Both the web browser and the HTTP server can contribute to achieving real-time updates through different architectural patterns.
Client-side approaches typically involve the web browser performing the primary effort, utilizing techniques such as short polling or long polling. In short polling, the browser repeatedly sends requests at intervals until it retrieves the most current data. Conversely, with long polling, the HTTP server holds the request open and only responds once new data becomes available.

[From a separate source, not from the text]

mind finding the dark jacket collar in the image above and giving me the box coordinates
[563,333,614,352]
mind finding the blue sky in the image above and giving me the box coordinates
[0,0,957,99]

Collaborative solutions, where both the HTTP server and web browser interact more dynamically, include WebSocket or Server-Sent Events (SSE). In both scenarios, after an initial connection is established, the HTTP server can directly transmit the latest data to the browser. The key distinction lies in their directionality: SSE is uni-directional, allowing the server to push updates to the browser without the browser sending new requests, whereas WebSocket provides a fully-duplex communication channel, enabling continuous bi-directional exchange of data.
Among the four discussed solutions (long polling, short polling, SSE, and WebSocket), an analysis of their common usage patterns and specific application use cases is valuable for architectural considerations.